Personally speaking, I don’t have enough statistical education before, so I decide to study/review statistics again and go a little bit deeper to support my further IT study. In this post, I am going to introduce some basic factors of a data set.

# Forms of Presentation

Data set is a concept, so that we cannot analyze or observe it directly. We need to transfer it into a or some specific forms to handle.

# List/Table

The easiest way to show a data set is to list all elements in the set.

index	value
1	60
2	65
3	67
4	67

# Bar Chart

When the data set contains a large amount of data, bar chart can show items and their frequencies.

Bar Chart

# Pie Chart

Pie chart can show the percentage of each item. If you want percentages, then use pie chart.

Pie Chart

# Middle of the Data Set

Usually, data statistics start from the middle of the data set. There are three indexes to measure the middle of the data set.

# Means

Average number

$$ \bar{x} = \frac{x1+x2+…+xn}{n} $$

For example, for a data set {1,2,3,5,6,6,7} $$ \bar{x} = \frac{1+2+3+5+6+6+7}{7} = 4.285… $$

# Middle

Order the data set, and find the middle one. If the quantity of data items in data set is an even number, then calculate the average number of two middle number.

For a data set {1,2,3,5,6,6,7}, the middle data item is 5.

For a data set {1,2,3,5,6,7}, the middle data item is (3+5)/2 = 4.

# Mode

data that occurs for the most times

For a data set {1,2,3,5,6,6,7}, the mode is 6.

# Distribution of Data Set

However, even two data sets that have the same means/middle numbers/modes might not be the same data set because the distribution of data might be different. There are three kinds of indicators to measure distribution conditions.

# Range

Range shows the range of data variation.

$$ Range = max - min $$

# Standard Deviation

Standard deviation can be used to measure the gap between elements. The larger standard deviation, the larger gap.

$$ \sigma = \frac{1}{n-1} \sum_{i=1}^{n}(x_i - \bar{x})^2 $$

Important: if two data sets refer to different things, then their standard deviation cannot be compared directly!

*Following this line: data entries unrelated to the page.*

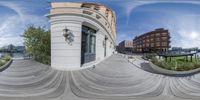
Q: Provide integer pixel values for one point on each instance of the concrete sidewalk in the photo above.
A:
(112, 79)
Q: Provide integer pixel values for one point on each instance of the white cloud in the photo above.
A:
(129, 6)
(14, 24)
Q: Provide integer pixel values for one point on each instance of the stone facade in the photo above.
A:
(73, 16)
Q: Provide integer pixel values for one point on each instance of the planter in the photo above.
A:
(2, 68)
(171, 72)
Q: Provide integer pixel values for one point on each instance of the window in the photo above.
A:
(157, 43)
(164, 38)
(164, 43)
(88, 45)
(157, 39)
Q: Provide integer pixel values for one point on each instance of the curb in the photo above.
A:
(2, 68)
(171, 72)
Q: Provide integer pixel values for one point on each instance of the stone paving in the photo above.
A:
(113, 79)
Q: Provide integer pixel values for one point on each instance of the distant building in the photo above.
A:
(125, 47)
(154, 41)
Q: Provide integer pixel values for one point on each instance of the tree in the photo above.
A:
(37, 43)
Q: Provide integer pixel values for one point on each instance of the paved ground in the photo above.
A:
(113, 79)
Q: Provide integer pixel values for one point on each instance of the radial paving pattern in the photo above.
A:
(115, 78)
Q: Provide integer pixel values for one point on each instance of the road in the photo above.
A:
(113, 79)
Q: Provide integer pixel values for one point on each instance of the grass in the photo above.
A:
(4, 60)
(177, 63)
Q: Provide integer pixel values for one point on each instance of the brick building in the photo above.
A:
(154, 41)
(125, 47)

Data set 1: it’s temperatures within one day, and its standard deviation is 20. Data set 2: it’s salaries of teachers, and its standard deviation is 100. Even the deviation of second data set is bigger than first’s, but according to common knowledge, we know 10℃ gap in temperature within one day is huge gap and 100 in salaries is not a big gap. That’s why when two data set refer to different things, they cannot be compared.

# Z-score

Z-score is a measure of how many standard deviations a data point is away from the mean of a distribution.

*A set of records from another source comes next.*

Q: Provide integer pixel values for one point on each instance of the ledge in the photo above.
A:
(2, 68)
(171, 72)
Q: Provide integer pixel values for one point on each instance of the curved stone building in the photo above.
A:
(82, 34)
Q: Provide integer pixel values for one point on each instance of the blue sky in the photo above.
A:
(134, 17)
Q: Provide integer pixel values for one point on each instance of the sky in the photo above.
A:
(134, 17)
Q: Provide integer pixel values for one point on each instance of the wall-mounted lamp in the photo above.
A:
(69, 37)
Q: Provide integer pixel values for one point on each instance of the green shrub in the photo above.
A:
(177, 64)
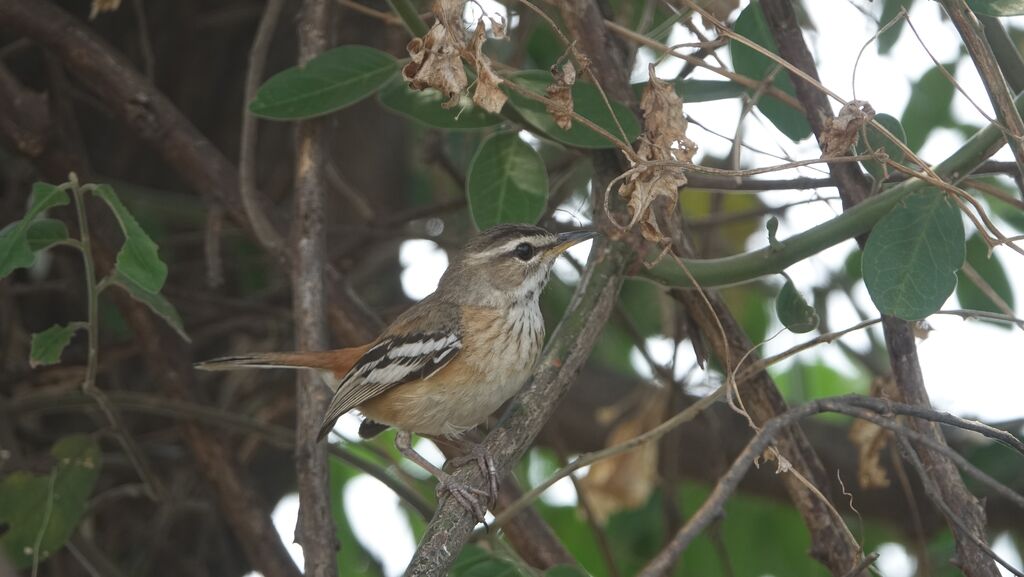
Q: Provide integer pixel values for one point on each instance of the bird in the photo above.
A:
(451, 360)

$$ z = \frac{x-\bar{x}}{\sigma} $$

In normally distributed data:

1σ: This refers to one standard deviation away from the mean in both the positive and negative directions. In a normal distribution, about 68% of the data falls within 1σ from the mean.

2σ: This refers to two standard deviations away from the mean in both the positive and negative directions. In a normal distribution, about 95% of the data falls within 2σ from the mean.

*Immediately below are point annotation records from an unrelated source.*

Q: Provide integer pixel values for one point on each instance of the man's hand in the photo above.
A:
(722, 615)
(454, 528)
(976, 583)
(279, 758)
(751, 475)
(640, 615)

3σ: This refers to three standard deviations away from the mean in both the positive and negative directions. In a normal distribution, about 99.7% of the data falls within 3σ from the mean. This range is often used to identify outliers in the data.

Normal Distribution

Important: outliers do not mean the data that should be ignored. In fact, there is no specific concept indicating what is outlier and how to deal with it. There might be some truths or implict trends hidden on them. So they might be valuable, which is need to be concerned by data analyzers.